This Costly Season
by John Okrent
In the midst of the Covid pandemic, a medical doctor chose to express the depth of what he was encountering through forty-nine magnificently crafted sonnets. John Okrent's This Costly Season examines what it was like to be on the front lines of the loss of others, as well as encountering his own grief, while holding on to the preciousness of life and the beauty of our world. This book will bring you close to what it means to be human in times such as these, and inspire you to remember how to endure no matter what the circumstances. Truly a book of poems for our times, by a caretaker and poet of the highest order.

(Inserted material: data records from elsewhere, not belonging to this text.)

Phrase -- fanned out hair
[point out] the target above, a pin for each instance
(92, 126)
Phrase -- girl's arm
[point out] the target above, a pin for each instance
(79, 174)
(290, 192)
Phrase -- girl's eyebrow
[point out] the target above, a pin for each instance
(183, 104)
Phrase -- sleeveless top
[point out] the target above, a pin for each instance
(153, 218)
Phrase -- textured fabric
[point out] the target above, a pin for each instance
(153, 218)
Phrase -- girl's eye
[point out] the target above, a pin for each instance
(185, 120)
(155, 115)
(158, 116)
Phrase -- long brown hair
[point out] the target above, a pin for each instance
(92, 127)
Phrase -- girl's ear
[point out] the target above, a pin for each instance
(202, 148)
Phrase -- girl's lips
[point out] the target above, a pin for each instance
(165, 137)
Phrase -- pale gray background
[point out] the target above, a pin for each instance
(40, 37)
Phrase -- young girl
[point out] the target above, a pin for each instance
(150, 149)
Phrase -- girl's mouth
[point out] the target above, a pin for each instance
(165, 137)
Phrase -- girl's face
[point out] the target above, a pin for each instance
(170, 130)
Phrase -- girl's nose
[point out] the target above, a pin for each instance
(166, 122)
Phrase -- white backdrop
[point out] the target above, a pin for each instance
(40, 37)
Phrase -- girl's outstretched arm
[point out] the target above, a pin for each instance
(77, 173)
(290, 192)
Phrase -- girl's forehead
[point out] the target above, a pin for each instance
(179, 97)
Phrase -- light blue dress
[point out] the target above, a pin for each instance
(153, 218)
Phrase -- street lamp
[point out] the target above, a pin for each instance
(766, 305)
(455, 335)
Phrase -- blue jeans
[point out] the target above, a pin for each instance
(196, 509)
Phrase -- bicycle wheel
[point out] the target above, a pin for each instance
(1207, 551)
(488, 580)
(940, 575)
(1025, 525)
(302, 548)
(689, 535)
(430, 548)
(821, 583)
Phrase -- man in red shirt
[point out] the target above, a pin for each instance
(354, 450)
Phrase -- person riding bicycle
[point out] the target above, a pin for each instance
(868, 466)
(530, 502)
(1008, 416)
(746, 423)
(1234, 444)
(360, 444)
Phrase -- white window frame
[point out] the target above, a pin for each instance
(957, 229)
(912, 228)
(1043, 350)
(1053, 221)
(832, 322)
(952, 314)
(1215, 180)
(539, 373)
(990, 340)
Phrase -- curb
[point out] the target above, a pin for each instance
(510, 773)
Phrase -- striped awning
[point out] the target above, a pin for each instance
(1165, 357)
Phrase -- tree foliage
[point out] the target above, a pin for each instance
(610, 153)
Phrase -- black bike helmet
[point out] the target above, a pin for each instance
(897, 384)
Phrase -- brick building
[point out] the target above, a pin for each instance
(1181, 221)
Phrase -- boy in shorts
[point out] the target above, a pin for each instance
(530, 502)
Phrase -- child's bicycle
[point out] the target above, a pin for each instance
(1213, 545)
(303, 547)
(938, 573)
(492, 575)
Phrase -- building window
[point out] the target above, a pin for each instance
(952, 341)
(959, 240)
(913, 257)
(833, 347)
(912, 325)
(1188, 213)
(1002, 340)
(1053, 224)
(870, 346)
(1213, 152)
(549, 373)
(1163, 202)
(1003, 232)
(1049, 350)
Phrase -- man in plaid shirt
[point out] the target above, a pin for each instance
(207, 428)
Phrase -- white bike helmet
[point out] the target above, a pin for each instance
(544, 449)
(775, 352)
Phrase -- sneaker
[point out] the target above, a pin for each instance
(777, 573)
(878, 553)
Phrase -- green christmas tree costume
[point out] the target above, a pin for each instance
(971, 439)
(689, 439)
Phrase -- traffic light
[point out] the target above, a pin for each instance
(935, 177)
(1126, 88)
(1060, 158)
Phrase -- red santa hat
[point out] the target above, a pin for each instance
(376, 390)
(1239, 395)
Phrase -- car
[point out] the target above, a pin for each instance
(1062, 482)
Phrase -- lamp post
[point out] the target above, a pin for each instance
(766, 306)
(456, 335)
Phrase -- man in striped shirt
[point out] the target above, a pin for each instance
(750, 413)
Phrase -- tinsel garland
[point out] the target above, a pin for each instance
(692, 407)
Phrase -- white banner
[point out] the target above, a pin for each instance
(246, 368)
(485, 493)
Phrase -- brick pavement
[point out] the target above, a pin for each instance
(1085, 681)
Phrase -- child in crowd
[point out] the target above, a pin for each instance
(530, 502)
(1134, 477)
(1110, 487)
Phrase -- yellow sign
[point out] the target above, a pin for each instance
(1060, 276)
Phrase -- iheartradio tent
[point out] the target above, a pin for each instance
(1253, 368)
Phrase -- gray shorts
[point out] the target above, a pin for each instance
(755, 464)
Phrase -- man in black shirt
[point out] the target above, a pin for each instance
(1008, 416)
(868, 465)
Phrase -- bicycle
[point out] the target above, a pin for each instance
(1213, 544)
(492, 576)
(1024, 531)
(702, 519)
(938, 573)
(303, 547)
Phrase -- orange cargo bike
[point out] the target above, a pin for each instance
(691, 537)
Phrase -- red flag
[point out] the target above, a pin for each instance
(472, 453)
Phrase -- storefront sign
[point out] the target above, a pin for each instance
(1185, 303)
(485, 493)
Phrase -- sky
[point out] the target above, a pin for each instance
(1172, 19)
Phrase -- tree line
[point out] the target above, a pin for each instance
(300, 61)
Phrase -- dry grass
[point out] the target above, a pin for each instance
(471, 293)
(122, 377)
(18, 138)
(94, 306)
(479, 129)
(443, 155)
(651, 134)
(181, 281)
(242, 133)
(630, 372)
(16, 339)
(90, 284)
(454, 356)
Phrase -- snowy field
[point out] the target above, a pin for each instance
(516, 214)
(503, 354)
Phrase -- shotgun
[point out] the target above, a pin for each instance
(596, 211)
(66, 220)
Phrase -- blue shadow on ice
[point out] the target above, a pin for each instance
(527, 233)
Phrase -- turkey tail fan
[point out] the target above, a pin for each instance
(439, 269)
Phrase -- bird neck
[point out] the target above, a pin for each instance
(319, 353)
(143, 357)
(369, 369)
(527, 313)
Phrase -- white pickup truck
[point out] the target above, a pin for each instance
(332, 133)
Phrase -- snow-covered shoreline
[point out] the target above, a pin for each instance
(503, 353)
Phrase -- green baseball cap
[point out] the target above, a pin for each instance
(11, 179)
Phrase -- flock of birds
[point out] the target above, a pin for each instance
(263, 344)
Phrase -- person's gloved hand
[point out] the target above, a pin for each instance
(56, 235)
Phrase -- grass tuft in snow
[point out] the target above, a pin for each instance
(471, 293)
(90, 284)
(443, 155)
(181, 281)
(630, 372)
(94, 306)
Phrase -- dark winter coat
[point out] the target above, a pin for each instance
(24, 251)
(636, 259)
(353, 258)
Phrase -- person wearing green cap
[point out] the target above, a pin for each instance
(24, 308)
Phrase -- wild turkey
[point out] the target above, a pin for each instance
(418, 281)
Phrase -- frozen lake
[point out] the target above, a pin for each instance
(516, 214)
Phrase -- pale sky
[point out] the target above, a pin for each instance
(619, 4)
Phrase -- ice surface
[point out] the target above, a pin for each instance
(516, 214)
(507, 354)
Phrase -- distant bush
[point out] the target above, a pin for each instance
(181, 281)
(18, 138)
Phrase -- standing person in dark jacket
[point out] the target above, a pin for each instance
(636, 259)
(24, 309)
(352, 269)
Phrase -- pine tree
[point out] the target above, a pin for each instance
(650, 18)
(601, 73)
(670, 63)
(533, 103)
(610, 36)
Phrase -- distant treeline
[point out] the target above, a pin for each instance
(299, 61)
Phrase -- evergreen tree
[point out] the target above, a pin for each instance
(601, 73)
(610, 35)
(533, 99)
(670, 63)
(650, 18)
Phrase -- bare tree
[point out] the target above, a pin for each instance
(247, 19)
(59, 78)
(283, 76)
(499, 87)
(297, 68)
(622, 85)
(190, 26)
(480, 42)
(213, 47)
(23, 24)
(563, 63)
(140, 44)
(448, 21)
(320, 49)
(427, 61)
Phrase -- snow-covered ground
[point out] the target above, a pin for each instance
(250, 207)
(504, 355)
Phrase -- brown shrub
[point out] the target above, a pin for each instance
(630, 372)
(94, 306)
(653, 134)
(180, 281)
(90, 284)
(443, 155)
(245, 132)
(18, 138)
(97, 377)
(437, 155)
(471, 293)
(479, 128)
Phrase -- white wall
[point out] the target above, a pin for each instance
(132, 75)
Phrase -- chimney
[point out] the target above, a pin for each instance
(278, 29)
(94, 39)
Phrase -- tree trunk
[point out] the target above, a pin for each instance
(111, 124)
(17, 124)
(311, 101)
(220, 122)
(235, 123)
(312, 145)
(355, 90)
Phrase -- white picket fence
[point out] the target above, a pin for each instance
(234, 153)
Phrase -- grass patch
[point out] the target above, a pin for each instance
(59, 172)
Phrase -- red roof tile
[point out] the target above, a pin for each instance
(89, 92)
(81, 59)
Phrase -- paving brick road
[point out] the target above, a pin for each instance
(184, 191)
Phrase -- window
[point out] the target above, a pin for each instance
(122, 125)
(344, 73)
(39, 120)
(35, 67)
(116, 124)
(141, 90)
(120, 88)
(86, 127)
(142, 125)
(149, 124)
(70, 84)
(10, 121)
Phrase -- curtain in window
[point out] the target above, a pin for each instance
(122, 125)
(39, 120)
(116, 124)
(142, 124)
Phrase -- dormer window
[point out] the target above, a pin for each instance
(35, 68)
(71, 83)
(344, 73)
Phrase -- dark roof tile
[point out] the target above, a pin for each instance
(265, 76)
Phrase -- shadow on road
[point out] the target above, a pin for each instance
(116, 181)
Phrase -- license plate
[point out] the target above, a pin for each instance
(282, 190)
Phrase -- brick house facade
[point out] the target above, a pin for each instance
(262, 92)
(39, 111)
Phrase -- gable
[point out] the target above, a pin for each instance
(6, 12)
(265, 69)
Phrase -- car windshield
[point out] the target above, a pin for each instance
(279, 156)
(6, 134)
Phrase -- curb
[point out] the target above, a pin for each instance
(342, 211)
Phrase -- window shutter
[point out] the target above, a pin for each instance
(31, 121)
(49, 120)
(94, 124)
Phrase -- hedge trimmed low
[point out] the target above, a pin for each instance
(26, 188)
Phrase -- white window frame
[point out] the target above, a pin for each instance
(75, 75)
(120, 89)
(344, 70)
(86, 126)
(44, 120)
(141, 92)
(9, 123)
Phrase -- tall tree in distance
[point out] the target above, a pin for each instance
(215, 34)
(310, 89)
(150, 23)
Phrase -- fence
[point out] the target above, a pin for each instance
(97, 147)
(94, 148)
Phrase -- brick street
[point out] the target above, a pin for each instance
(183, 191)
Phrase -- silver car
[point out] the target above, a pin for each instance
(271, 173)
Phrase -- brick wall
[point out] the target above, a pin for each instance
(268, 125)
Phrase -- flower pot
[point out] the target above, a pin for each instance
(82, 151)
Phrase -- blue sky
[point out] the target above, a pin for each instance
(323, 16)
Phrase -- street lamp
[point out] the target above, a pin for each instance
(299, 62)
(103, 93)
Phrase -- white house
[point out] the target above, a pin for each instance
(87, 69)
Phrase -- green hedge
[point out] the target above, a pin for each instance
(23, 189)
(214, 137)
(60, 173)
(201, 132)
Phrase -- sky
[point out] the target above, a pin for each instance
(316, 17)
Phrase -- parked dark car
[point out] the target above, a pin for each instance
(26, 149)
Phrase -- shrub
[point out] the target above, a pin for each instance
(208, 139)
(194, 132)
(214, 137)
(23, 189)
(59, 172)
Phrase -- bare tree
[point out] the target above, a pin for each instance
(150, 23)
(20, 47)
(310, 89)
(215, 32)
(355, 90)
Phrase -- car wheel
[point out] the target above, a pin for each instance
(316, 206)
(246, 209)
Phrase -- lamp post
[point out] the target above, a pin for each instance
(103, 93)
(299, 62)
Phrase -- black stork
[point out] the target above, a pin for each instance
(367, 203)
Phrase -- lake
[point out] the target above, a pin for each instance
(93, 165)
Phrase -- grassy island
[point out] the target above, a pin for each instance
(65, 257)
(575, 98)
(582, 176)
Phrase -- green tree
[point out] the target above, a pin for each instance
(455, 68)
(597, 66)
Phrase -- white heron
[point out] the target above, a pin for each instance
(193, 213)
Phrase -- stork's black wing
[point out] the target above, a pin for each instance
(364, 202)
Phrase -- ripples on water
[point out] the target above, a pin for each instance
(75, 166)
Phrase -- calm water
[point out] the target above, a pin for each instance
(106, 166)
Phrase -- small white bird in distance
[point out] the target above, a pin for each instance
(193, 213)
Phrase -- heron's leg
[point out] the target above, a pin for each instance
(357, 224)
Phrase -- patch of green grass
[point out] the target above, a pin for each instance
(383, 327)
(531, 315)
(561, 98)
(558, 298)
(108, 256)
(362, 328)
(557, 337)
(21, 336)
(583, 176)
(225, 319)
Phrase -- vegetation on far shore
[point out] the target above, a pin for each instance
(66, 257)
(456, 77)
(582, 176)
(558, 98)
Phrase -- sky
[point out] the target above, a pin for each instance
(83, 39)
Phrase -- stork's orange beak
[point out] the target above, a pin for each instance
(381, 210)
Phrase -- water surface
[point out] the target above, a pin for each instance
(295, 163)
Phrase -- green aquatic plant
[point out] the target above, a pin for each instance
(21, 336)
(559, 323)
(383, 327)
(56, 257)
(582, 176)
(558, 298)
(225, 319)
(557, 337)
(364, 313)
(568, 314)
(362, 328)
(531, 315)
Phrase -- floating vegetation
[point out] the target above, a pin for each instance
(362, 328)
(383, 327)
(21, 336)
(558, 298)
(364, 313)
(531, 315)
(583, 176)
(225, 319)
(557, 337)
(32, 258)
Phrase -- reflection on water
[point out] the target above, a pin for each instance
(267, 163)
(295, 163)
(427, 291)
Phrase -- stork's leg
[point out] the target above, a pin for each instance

“The tension between caring for others and caring for oneself, especially as a professional caregiver, extend and amplify the questions laid out before us all. “What I bring home with me: mortality / and an empty thermos.” The humdrum of daily life, the thermos that needs washing, heightened by the unknowns of a novel pandemic. The rest of us might well have clapped from windows, but what did it feel like on the other end of that applause?”
-Joseph Osmundson, Electric Lit
John Okrent
John Okrent is a poet and a family doctor. His poetry has appeared in Ploughshares, Plume, Poetry Northwest, Field, and The Seattle Times, among other journals. He was chosen by Carl Phillips as the winner of the 2021 Jeff Marks Memorial Prize. Okrent works at a community health center in Tacoma, WA, where he lives with his wife and two young children in a fisherman’s cabin on Puget Sound.